Resisting the pull of cynicism since 1969.

Friday, October 03, 2008

Where's your platform? Under your sweater?

My gut reaction last night was as follows:

  • May and Layton were both terrific, although each of them lost me for brief stretches
  • Dion was better than everybody said he'd be, but still nothing special
  • Duceppe was alternately great and kind of boring, and
  • Harper looked really pretty bad most of the time, and certainly not the way he wanted to come across at all.
The thing is, for once I had absolutely no read on whether all this was just how I and others like me had reacted--people with both my policy preferences and my rhetorical style preferences, that is--or whether people with different biases might feel the same. But then I read this. And I figured if my own impressions had that much in common with those of the most conservative Canadian blogger I read, there must be something to them.

The final word on the format: keep it. It's not perfect, but with so many people in the debate, nothing's going to be, and this was the first Canadian debate I've seen that actually looked like they were talking to each other. (Remember 2004? With the "let's pair people off and make them each debate each other completely randomly for thirty seconds before switching them up?" Yeah, ugh.)

6 comments:

Saskboy said...

Rex Murphy's idea sounded like to keep this format only if there were more debates of another format with more time to monologue. Not surprising he's a fan of talking solo.
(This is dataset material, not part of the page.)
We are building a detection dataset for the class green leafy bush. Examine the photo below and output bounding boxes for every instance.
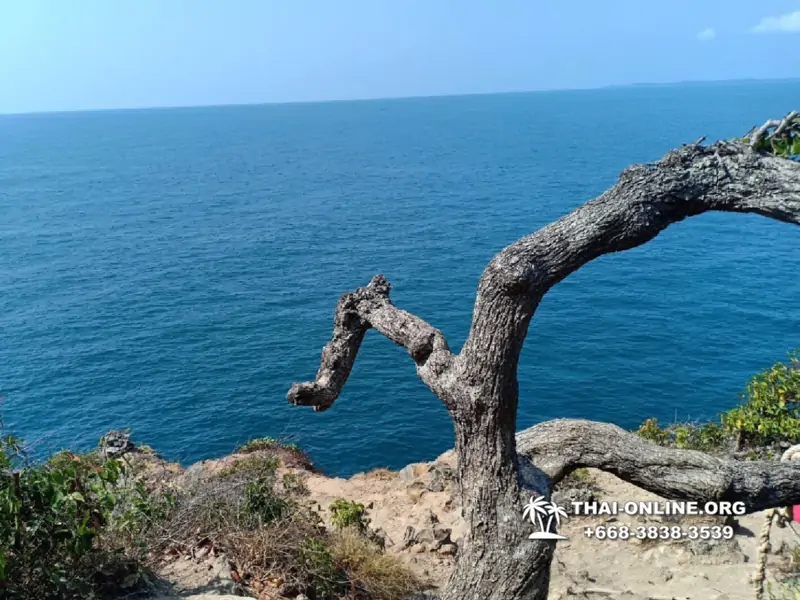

Idealistic Pragmatist said...

Oh, god, no. Don't we get enough chances to listen to each of these people pontificate solo every day?

Q. Pheevr said...

My reactions to the debate are pretty similar to yours, but then so are my general political preferences. I was really favourably impressed with May, who seemed to be the best at interjecting short but telling bits of substantive content (like when she pointed out that yes, we've seen a net increase in jobs, but the manufacturing jobs we've lost were better jobs than the service-sector ones we've gained)--all four of the others seemed more inclined to fall back on canned sound bites. (Layton's "real economy" catchphrase began to grate on me a bit, and I thought his allusions to Harper's sweater were rather cheap shots.) I think I still prefer the NDP's actual policies to the Greens', but I'm very glad May was included in the debates, and I wish we had proportional representation so that her party's support would actually translate into seats; she made it clear that the Green Party has a real contribution to make in Parliament.

I agree that Dion was both better than expected and kind of uninspiring. Duceppe, of course, spoke with the ease of someone who had nothing much to lose in the English debate, and, predictably, I liked him when he was going after Harper from the left, and disliked him when he was arguing that the federal government should just leave various things up to the provinces. Harper's relative calm came across to me as smugness and complacency--and now that I'm talking about affect, I should probably mention that I listened to the debate on the radio, so I have no idea how any of the candidates looked. But Harper's performance really seemed to reinforce the idea that he deserved every bit of the criticism that the four opposition leaders were throwing at him.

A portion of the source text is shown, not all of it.